Sex Workers Are Not Collateral Damage: Kate D’Adamo on FOSTA and SESTA
Both sex workers’ rights and anti-trafficking organizations have been watching a bill winding its way through Congress for a while. Here at Tits and Sass, we’ve had plenty to say about it. SESTA, the Stop Enabling Sex Trafficking Act, the Senate version of the bill, would have been disastrous enough—it would create a trafficking-related loophole in section 230 of the Communications Decency Act, the law which allows the internet to function by not holding service providers liable for user posting content. In practice, that would outlaw all sex worker advertising sites by opening them up to endless lawsuits, since any of them can be used for trafficking. That would send vulnerable people back into the streets and other dangerous venues and back into the hands of potentially abusive managers. Just think about the economic panic which followed the closures of Craigslist, MyRedBook, TNA, and Backpage’s adult section and multiply it a thousandfold if you want to imagine the impact this could have on the most defenseless members of our community. And as usual, when the sex trade is driven further underground, trafficking victims suffer as everyone around them is criminalized further, and they are further isolated with no one to turn to but their traffickers.
But the version that passed the House by an overwhelming majority last Thursday, FOSTA, the Allow States And Victims To Fight Online Sex Trafficking Act, was even worse. It criminalizes “promoting” and “facilitating” prostitution without defining these terms, placing vital sex worker online harm reduction resources which both voluntary and trafficked sex workers rely on at risk, such as the verification sites and bad call lists we use to avoid violent clients. This blog you’re reading now could fall in the crosshairs of this legislation as well, as could other sites of sex worker community, making it much harder for an already closeted and stigmatized group of marginalized people to forge vital social and political connections with each other. FOSTA also includes damaging new additions such as a retiring Republican congressman’s clause expanding the Mann Act. It is a bill that has morphed into something much broader and more hurtful than its cosponsors originally envisioned, with law enforcement, social services, the ACLU, EFF, the National Organization for Women, AIDS United and even anti-trafficking organizations as well as the Department of Justice opposing it. Yet representatives rushed to embrace it in a show of bipartisan cooperation.
It seems likely that the Senate debate and vote on SESTA will take place on Monday, March 12th. If SESTA passes the Senate, the next step would be reconciliation between FOSTA and SESTA into one no doubt catastrophic law. Today and tomorrow, just as sex workers, free speech organizations, and anti-trafficking organizations mobilized against FOSTA in the House, tweet storms and phone/fax/email jams are planned nationally against this Senate vote on SESTA. We urge all our readers to call their Senators and encourage their social networks to do the same. Scroll down to the bottom of this post for more information and a sample call script.

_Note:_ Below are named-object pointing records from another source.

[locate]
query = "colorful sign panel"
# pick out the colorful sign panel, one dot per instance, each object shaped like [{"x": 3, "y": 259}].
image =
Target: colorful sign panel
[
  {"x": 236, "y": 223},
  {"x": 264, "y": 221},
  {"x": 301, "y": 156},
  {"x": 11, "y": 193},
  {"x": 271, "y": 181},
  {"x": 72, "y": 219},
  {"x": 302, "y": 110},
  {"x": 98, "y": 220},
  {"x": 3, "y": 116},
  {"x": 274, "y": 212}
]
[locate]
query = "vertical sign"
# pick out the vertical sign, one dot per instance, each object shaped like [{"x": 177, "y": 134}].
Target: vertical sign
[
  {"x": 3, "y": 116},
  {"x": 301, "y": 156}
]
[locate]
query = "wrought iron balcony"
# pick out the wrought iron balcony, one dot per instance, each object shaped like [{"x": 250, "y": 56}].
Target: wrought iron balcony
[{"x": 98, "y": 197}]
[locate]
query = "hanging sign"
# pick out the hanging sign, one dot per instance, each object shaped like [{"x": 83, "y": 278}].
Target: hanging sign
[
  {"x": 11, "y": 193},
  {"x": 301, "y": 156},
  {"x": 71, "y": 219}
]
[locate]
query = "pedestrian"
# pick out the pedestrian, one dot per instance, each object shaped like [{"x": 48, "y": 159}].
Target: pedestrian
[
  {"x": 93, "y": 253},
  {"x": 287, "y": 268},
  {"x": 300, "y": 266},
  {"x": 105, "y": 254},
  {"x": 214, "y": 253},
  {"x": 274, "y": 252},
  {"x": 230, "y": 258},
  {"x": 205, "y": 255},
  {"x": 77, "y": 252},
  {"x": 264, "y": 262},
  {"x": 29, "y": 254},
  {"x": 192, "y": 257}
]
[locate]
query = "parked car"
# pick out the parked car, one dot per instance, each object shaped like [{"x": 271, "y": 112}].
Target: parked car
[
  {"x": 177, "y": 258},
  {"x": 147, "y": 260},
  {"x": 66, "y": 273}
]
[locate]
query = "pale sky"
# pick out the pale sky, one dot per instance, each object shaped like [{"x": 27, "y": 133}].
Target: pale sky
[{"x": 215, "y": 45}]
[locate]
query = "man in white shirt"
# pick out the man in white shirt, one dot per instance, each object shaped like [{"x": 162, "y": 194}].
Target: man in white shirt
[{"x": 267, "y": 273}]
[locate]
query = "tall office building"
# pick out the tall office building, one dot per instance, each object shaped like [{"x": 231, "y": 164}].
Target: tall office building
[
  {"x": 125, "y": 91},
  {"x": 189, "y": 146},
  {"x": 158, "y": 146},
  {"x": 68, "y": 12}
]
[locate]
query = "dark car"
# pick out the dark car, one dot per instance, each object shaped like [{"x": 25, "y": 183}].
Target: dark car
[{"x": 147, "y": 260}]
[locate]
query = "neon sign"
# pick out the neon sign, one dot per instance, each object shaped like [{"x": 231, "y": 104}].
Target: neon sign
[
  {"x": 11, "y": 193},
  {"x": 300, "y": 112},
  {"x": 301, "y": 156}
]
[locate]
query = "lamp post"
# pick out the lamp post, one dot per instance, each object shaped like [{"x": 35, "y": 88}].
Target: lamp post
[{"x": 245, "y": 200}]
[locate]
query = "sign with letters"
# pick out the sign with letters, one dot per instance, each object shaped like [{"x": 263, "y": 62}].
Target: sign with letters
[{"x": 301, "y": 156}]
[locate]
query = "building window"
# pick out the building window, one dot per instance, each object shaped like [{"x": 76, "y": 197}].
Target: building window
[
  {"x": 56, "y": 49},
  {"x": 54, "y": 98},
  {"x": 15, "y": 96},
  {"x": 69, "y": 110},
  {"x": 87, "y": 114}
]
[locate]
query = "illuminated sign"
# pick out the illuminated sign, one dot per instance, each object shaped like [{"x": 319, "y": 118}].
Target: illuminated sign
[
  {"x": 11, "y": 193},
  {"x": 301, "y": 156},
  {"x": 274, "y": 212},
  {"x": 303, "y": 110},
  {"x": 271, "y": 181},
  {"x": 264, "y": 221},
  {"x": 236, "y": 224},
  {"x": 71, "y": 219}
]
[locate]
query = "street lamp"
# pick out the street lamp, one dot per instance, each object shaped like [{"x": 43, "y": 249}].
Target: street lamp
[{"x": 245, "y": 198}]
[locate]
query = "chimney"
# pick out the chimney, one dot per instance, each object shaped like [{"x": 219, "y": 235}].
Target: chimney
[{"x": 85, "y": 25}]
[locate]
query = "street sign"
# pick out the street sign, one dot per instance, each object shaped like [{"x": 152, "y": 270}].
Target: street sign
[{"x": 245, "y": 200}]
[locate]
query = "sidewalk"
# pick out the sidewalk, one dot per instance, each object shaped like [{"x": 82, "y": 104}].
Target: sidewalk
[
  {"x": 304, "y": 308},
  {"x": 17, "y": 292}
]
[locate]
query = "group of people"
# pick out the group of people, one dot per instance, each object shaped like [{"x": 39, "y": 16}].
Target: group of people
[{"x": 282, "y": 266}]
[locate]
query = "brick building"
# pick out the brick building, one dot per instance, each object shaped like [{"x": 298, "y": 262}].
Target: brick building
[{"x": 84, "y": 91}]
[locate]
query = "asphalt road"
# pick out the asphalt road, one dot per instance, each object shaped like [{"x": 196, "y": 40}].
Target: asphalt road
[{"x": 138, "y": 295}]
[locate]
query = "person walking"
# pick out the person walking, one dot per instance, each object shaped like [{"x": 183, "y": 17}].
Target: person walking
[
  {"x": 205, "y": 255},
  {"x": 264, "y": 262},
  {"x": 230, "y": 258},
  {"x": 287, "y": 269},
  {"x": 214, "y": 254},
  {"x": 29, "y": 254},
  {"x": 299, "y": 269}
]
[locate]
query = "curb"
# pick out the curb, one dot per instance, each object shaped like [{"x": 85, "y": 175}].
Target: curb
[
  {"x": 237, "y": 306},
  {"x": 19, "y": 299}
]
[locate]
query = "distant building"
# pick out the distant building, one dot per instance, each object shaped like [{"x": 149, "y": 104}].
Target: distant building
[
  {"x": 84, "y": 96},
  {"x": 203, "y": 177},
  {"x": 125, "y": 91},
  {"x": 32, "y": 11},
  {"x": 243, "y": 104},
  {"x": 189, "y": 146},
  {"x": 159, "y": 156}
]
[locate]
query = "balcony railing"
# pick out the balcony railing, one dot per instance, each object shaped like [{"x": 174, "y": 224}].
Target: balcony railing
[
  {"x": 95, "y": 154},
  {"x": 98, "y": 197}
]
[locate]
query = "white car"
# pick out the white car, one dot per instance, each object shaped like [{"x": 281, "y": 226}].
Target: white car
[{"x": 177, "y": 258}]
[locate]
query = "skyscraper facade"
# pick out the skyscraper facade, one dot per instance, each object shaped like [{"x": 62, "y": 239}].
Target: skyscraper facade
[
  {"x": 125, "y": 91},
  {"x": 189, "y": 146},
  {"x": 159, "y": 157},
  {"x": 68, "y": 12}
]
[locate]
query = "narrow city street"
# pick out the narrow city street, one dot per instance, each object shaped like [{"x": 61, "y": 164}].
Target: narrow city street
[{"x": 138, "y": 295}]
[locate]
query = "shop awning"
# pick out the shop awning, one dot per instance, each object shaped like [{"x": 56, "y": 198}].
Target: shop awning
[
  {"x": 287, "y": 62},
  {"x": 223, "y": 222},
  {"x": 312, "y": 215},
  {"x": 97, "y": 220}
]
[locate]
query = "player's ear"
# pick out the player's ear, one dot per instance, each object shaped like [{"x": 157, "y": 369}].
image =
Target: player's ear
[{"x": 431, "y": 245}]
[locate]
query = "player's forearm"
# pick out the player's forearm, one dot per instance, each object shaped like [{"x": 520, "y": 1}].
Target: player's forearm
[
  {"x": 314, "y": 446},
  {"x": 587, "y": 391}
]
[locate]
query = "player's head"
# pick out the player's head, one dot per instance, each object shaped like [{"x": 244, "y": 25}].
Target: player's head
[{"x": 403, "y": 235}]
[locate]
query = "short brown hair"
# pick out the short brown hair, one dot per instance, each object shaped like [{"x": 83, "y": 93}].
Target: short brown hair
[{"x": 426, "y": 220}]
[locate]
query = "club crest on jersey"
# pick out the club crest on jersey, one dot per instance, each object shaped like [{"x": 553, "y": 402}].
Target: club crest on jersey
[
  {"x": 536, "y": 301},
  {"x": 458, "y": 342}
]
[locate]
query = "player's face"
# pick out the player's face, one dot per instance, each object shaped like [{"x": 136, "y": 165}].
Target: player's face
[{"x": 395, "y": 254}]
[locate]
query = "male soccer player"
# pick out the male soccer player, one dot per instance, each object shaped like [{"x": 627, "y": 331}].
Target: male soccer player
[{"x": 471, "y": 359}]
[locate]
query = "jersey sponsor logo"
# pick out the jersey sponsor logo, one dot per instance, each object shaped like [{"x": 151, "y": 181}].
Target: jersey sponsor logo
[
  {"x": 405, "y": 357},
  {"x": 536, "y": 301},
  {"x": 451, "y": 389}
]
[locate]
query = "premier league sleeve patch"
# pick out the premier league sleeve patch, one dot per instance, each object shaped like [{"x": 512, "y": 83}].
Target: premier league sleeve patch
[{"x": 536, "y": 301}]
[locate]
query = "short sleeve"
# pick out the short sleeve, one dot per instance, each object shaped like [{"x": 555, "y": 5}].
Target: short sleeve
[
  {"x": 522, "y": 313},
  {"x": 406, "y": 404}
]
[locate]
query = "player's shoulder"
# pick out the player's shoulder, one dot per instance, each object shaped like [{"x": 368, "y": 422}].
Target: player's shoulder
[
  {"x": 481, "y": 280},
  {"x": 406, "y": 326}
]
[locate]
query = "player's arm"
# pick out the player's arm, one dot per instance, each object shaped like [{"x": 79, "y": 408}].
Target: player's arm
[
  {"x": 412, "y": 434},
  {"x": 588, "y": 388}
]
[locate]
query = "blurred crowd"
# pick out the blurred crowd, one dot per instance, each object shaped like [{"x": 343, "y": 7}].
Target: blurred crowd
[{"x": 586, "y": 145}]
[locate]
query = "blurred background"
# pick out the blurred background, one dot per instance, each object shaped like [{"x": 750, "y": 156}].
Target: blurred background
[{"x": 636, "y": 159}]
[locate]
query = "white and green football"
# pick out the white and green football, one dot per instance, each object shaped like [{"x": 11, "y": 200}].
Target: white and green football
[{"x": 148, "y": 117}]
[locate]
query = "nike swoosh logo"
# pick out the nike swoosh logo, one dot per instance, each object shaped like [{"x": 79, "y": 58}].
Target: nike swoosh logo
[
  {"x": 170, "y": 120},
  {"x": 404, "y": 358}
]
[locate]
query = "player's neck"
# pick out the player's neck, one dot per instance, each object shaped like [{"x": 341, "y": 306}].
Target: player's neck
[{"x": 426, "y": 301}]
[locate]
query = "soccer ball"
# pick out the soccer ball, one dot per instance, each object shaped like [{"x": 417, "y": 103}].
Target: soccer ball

Longtime sex work and trafficking policy researcher and Reframe Health and Justice partner Kate D’Adamo has led the sex worker and trafficking survivor charge against the House and now the Senate vote. Tits and Sass caught up with her last weekend to ask her what every sex worker should know about FOSTA and SESTA.
How did you mobilize action on the House vote so quickly? Are there any other organizations and individuals whose efforts against FOSTA you’d like to highlight?
This is so far from a solo effort! None of this would have been possible without Red from Support Ho(s)e and the group MASWAN doing some of the most fantastic grassroots organizing work. On the national support and lobbying front, the National Center for Lesbian Rights and the National Center for Transgender Equality have truly shown up.
I think things mobilized so quickly because people have been waiting for a moment to plug in. A lot of times sex worker rights, and movement work in general, can feel intangible; SESTA isn’t and its impacts certainly won’t be. Which also points to how long we have been laying the groundwork. When I talk about what would be impacted, it’s because this movement has been doing harm reduction and anti-violence work for years, finding ways to turn online spaces into community and safety. When folks are connecting online and calling their reps and senators, it’s because we can stand on decades of sex workers demanding liberation and justice.